TagSoup is free and Open Source software, licensed under the Academic Free License version 3.0, a cleaned-up and patent-safe BSD-style license which allows proprietary re-use. It's also licensed under the GNU GPL version 2.0, since unfortunately the GPL and the AFL are incompatible. You can choose to license TagSoup from me under either the GPL or the AFL.
This release represents the end of my current plans for TagSoup. I will continue to fix bugs, but it now does everything that I foresaw back in 2002 when I started this project, and a great deal more. Thanks to everyone on the tagsoup-friends mailing list for their efforts.

2006-05-26

RELAX NG rant

I've added a slide presentation/rant on RELAX NG to my home page.

2006-05-17

Plagiarism

This blog is about recycled knowledge. That means there are often facts or ideas in it that I remember, but don't remember the source of. If you read this and recognize your own ideas, please let me know and I'll fix it up.

Sometimes I deliberately don't say where an idea comes from or mention people in a "background" sort of way, because I don't know if they want their names attached to something they wrote in a more private space than the Web five or ten years ago. If you are one of those, and you do want credit, again let me know.

2006-05-10

No cross, no crown

Someone used the phrase "No cross, no crown" on a mailing list, and explained it as meaning "Don't discuss religion or politics". I was fairly sympathetic with the intent, but unfamiliar with this use of the phrase: I had always understood it to mean "If you don't take pains you won't achieve anything", and to be a specifically Christian metaphor: "No earthly cross of metaphorical crucifixion, no heavenly crown of sainthood." I decided to look into the question.

I quickly checked the first 500 Google references to the phrase, and all of them except three clearly referred to the sense I already knew, drawn from all over Christianity, mostly Catholic and Quaker, but Episcopal, AMEZ, Orthodox, and even Rosicrucian. The Christian Scientist symbol of a cross surmounted by a crown probably alludes to the saying as well. The saying is of course also found in purely secular contexts, with the same sense.

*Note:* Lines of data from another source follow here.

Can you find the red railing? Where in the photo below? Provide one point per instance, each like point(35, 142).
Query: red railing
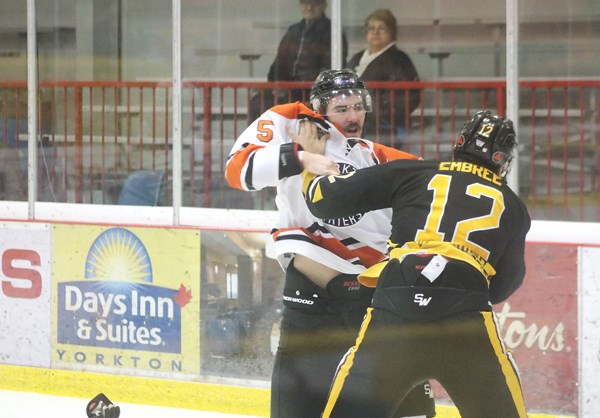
point(96, 133)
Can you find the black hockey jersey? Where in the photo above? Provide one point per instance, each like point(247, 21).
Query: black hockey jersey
point(457, 209)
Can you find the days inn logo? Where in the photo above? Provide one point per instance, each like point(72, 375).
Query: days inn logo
point(117, 305)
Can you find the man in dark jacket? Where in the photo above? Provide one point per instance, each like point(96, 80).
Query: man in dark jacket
point(303, 52)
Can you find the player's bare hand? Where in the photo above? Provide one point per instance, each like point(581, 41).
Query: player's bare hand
point(318, 164)
point(309, 137)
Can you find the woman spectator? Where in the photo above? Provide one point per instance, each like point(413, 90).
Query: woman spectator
point(383, 61)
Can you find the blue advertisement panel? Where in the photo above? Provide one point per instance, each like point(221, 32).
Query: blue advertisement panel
point(126, 298)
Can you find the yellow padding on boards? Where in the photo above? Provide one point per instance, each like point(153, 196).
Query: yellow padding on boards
point(171, 393)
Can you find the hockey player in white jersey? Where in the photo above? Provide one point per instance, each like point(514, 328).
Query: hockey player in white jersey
point(323, 301)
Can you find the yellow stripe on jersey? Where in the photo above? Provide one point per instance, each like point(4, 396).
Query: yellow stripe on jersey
point(345, 366)
point(508, 368)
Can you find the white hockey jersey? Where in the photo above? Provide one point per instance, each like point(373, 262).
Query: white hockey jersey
point(257, 160)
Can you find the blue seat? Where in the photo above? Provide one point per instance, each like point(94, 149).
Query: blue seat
point(143, 188)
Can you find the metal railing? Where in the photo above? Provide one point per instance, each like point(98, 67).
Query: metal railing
point(94, 135)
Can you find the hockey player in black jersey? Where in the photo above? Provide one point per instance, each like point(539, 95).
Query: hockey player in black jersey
point(457, 247)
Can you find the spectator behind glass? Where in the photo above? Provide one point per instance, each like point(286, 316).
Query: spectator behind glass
point(303, 52)
point(383, 61)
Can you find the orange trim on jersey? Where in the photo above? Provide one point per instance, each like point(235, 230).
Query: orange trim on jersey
point(386, 154)
point(367, 255)
point(235, 165)
point(292, 110)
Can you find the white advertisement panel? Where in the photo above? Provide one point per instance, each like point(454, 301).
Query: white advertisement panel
point(25, 315)
point(589, 334)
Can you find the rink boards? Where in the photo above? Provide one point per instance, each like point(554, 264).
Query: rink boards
point(54, 289)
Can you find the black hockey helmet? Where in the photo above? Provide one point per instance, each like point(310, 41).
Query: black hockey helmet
point(488, 140)
point(332, 83)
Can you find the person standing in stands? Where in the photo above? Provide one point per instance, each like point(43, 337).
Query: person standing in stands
point(383, 61)
point(303, 52)
point(323, 302)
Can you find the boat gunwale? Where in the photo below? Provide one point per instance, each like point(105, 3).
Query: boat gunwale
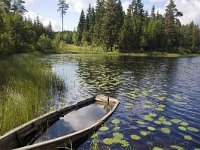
point(97, 98)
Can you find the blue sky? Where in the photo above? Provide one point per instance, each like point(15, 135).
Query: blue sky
point(47, 10)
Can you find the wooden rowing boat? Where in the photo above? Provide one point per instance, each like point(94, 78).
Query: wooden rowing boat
point(23, 137)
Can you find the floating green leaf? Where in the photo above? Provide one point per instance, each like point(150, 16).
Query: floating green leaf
point(135, 137)
point(140, 122)
point(184, 124)
point(116, 121)
point(157, 122)
point(182, 128)
point(104, 128)
point(144, 133)
point(188, 137)
point(167, 123)
point(176, 120)
point(166, 130)
point(151, 128)
point(192, 129)
point(177, 147)
point(157, 148)
point(116, 128)
point(118, 135)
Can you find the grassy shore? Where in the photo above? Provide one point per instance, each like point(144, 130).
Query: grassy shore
point(73, 49)
point(25, 85)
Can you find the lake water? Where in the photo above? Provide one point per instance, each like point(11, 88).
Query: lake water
point(160, 98)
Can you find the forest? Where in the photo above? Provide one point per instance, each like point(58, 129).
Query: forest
point(106, 25)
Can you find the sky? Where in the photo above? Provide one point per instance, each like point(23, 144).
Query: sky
point(47, 10)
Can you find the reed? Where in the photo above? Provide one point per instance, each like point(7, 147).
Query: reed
point(25, 90)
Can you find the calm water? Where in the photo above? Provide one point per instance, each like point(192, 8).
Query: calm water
point(159, 96)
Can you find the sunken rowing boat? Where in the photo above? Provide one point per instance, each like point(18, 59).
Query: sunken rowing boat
point(29, 135)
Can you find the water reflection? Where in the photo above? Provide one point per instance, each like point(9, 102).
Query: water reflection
point(168, 88)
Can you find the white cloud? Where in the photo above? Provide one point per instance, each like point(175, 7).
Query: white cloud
point(45, 21)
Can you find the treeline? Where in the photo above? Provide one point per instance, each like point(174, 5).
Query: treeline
point(22, 35)
point(136, 30)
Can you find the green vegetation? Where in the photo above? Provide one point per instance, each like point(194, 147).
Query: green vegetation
point(136, 31)
point(24, 90)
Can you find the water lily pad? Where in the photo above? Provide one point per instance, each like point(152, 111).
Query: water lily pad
point(167, 123)
point(177, 147)
point(148, 118)
point(104, 128)
point(108, 141)
point(152, 114)
point(188, 137)
point(135, 137)
point(193, 129)
point(118, 135)
point(159, 109)
point(166, 130)
point(124, 143)
point(148, 102)
point(95, 135)
point(140, 122)
point(157, 122)
point(116, 128)
point(176, 120)
point(182, 128)
point(157, 148)
point(151, 128)
point(184, 123)
point(144, 133)
point(116, 121)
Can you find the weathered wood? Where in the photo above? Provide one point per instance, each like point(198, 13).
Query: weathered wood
point(20, 136)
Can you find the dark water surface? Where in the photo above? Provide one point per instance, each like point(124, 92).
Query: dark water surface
point(160, 98)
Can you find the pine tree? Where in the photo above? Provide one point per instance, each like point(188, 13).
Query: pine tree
point(80, 28)
point(170, 24)
point(98, 28)
point(111, 23)
point(18, 7)
point(126, 38)
point(62, 7)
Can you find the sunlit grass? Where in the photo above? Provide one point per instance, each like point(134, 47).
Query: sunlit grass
point(25, 89)
point(73, 49)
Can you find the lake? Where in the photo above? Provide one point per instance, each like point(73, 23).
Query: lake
point(159, 98)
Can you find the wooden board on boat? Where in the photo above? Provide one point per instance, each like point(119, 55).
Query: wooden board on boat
point(22, 137)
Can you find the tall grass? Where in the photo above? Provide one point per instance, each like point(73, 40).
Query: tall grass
point(25, 85)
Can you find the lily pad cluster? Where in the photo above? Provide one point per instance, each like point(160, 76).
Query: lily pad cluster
point(116, 139)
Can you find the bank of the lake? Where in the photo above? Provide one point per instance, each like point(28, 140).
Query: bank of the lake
point(73, 49)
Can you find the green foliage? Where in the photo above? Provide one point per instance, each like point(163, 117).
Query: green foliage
point(136, 31)
point(44, 43)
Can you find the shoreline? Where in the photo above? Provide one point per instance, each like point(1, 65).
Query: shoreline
point(89, 50)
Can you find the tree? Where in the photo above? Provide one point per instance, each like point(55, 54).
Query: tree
point(171, 14)
point(98, 28)
point(18, 7)
point(111, 23)
point(126, 38)
point(62, 7)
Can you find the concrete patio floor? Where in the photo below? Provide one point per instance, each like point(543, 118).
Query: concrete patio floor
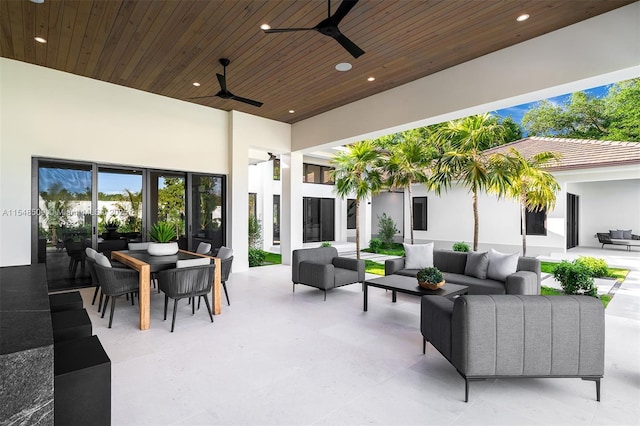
point(275, 357)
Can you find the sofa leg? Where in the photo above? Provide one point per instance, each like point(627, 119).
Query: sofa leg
point(597, 380)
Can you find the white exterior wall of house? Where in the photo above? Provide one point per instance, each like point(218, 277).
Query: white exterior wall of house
point(609, 199)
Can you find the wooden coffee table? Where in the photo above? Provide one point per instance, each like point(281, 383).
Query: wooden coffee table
point(409, 285)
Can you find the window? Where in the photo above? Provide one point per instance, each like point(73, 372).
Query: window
point(276, 169)
point(312, 173)
point(536, 222)
point(318, 219)
point(420, 213)
point(351, 214)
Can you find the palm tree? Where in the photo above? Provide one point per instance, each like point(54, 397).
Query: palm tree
point(462, 142)
point(533, 187)
point(355, 171)
point(406, 164)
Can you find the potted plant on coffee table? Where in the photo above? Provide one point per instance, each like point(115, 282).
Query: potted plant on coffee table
point(163, 235)
point(430, 278)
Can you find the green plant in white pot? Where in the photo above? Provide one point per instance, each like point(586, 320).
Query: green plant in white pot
point(163, 235)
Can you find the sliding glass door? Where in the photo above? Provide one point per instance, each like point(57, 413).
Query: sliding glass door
point(64, 222)
point(84, 205)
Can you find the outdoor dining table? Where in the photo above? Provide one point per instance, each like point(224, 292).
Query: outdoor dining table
point(145, 264)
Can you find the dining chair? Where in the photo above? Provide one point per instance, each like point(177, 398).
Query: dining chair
point(203, 248)
point(91, 262)
point(189, 279)
point(115, 282)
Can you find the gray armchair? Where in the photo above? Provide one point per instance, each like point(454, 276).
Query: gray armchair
point(322, 268)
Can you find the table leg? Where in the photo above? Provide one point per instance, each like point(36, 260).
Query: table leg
point(216, 289)
point(366, 296)
point(144, 297)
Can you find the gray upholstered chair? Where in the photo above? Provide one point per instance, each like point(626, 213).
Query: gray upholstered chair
point(508, 336)
point(115, 282)
point(189, 279)
point(322, 268)
point(203, 248)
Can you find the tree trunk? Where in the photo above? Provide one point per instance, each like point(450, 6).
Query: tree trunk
point(476, 221)
point(523, 214)
point(358, 228)
point(410, 214)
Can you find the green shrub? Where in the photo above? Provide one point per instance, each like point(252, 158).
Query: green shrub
point(375, 244)
point(162, 232)
point(598, 267)
point(386, 230)
point(461, 246)
point(430, 275)
point(575, 278)
point(256, 257)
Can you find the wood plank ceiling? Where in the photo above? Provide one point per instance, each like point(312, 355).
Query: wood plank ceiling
point(164, 46)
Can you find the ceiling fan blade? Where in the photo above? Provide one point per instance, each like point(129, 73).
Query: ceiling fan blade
point(350, 46)
point(223, 82)
point(286, 30)
point(246, 101)
point(342, 11)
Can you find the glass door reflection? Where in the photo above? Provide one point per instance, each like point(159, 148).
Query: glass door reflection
point(207, 212)
point(64, 223)
point(119, 208)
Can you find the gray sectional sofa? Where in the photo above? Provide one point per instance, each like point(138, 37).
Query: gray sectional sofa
point(462, 268)
point(509, 336)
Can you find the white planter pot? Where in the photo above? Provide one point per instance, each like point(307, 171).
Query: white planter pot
point(162, 249)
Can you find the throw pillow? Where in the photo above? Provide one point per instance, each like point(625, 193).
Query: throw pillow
point(615, 234)
point(103, 260)
point(626, 234)
point(477, 264)
point(418, 256)
point(501, 265)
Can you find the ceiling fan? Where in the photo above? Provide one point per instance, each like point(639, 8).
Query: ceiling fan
point(329, 27)
point(224, 93)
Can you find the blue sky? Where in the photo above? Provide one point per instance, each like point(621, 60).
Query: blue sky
point(518, 111)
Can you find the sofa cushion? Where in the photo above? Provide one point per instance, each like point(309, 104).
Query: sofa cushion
point(477, 264)
point(476, 285)
point(418, 256)
point(626, 235)
point(501, 265)
point(615, 234)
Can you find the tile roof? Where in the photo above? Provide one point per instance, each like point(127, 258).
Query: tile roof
point(576, 153)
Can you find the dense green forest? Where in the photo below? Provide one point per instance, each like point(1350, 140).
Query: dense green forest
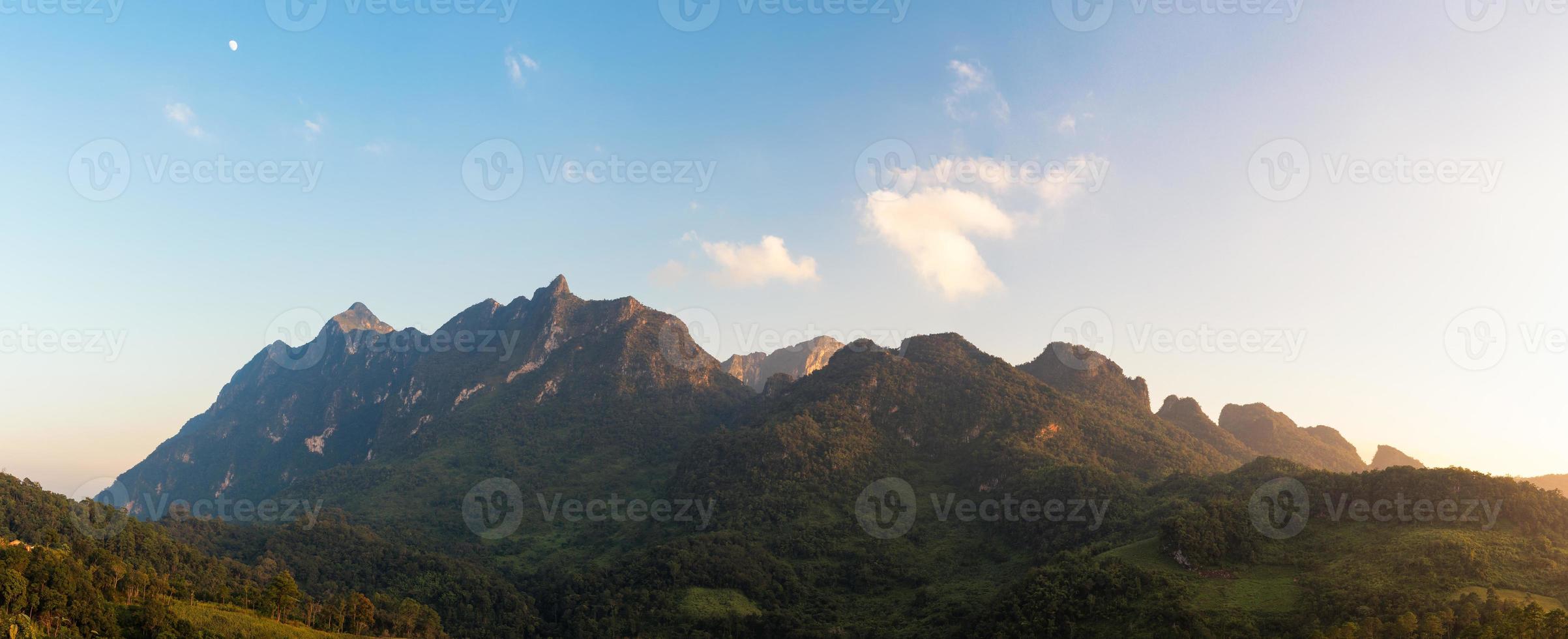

Two of the three exceptions are basically accidental: a song "Ojo por Ojo", which says "And in that place there is no cross / no crown, no sacred ground / all is done and left unsaid"; and a page denying that the Mormon Temple is a Christian edifice, enumerating the Christian symbols that it does not have (at least on the outside): "There is no cross, no crown, no alpha or omega, no icthys, no lion, no lamb, nor any other recognizable historical Christian symbol."

The final exception appears in a speech on Voltaire by Robert Ingersoll, the 19th-century agnostic, who is clearly using the expression in the mode of parody; he associates it with King James I's maxim "No bishop, no King", by which the King meant that if Presbyterianism came to dominate England as well as Scotland, he would swiftly find himself either out of a job or a tolerated figurehead.

The Quaker references clearly allude to a book of that name by William Penn, in which he says, "No pain, no palm; no thorns, no throne; no gall, no glory; no cross, no crown." The modern phrases "No pain, no gain" and "No guts, no glory" are clearly reminiscences of this. I also found "No pruning, no grapes; no grinding mill, no flour; no battle, no victory; no Cross, no Crown!" and "No laming, no naming, no struggle, no Promised Land; no cross, no crown" in the works of others.

2006-05-09

Changing names

The names of Unicode characters, once published, can't ever be changed again, not even when they are obviously wrong. In this case, stability is considered to trump correctness.

A participant in the Unicode development process once complained: "If biologists had insisted that names once assigned could not be changed because of advances in knowledge, or even to correct errors, then surely the system would have broken down centuries ago."

But in fact, the international Linnaean names of plants and animals are not changed for either of those reasons, nor for any other reason whatsoever: though we now know that Basilosaurus is a proto-whale and not any sort of reptile, Basilosaurus it will remain forever.

The only thing that can happen in Linnaean nomenclature is the recognition that two names are synonymous. In that case, there is a question which shall be the preferred name, and normally it is the first name to be published, but exceptions sometimes occur. Thus when the dinosaurs Brontosaurus and Apatosaurus were found to be the same, Apatosaurus was chosen as the preferred name because it was published first; however, this is not properly to be described as "changing the name of Brontosaurus to Apatosaurus". Brontosaurus is a perfectly good name and may still be used even though it is dispreferred.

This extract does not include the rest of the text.